Trained, chained cousins

Chapter 1

Abbey Williams pushed her long chestnut-colored hair from her face, smoothing her dampened palms on her dress. She had noticed more than four or five boys following her from the convenience store. The teenager hugged the brown paper sack to her tits, quickening her pace down the deserted country road. Abbey recognized two of the boys. Her cousin had warned her about them, calling them trouble-makers, when she first arrived for her three-week country vacation.

There were only two behind her now. Where had the others gone? Abbey felt her heart quickening as her sandals scuffed along the hard dirt road. She looked again over her narrow shoulder and walked more quickly. Just over the next hillock, she'd be able to see her Aunt Helen's small white clapboard house and she'd be safe.

There they were, the other three boys.
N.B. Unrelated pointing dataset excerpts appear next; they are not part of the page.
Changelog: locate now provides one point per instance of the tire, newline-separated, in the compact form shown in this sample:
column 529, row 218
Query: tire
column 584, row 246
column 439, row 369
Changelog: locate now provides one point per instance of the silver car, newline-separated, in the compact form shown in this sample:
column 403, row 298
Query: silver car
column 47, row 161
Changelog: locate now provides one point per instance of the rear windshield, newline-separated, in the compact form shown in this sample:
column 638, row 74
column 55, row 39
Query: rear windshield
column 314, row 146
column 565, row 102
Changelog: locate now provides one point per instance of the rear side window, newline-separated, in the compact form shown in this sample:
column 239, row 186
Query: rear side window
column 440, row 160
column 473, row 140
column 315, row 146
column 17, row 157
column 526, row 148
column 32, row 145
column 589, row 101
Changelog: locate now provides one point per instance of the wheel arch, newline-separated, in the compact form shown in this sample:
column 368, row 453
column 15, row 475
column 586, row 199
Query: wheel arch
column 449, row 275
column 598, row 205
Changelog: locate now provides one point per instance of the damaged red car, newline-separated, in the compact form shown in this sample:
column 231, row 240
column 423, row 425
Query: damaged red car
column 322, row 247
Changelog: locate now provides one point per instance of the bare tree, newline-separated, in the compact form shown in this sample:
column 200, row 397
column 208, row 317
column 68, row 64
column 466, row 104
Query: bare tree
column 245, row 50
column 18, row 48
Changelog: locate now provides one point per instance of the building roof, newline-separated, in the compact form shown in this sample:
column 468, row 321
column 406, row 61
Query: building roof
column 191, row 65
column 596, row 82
They strolled out of the thick pine woods to her right and stepped onto the road. Abbey nearly crushed the milk carton in the sack. Al, the tallest and the oldest boy, came up to her slowly, his thumbs hooked in the front pockets of his faded Levi's.
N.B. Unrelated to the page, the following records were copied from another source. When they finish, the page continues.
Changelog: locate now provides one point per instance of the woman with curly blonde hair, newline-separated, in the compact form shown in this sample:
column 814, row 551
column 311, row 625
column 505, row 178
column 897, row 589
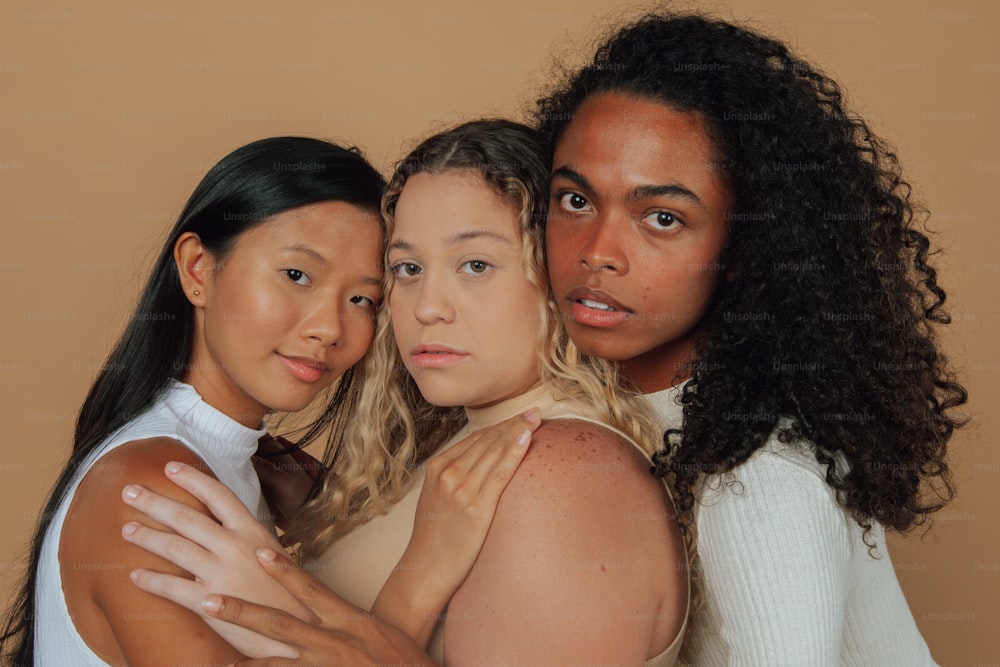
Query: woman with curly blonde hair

"You and your cousin weren't so nice to us the other day," he said, wiping his nose with the back of one finger.

Abbey said nothing. He was smiling that crooked smile at her, making his long nose seem more ridiculous than it was. The big red ripe pimples on his face seemed to shine in the dimming light. He wasn't handsome by the longest shot, and the ugly stare he was giving her now made the pretty blonde teen shiver with revulsion.
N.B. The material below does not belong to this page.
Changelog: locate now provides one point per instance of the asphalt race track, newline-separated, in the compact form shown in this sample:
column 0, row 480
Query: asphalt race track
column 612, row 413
"I… I didn't say anything," Abbey returned, trying to appear confident.

"We kinda like you and your cousin.”

“Yeah," piped up a tall, red-headed boy. He moved up behind his buddy, grinning so widely his freckles seemed to narrow all over his face.

Abbey wrinkled her upturned nose, wishing he and the others would go away. She could hear his two friends coming up behind her. Surely someone would be driving by soon and spot this suspicious-looking group.

"Lemme go. I have to get to may aunt's," Abbey said.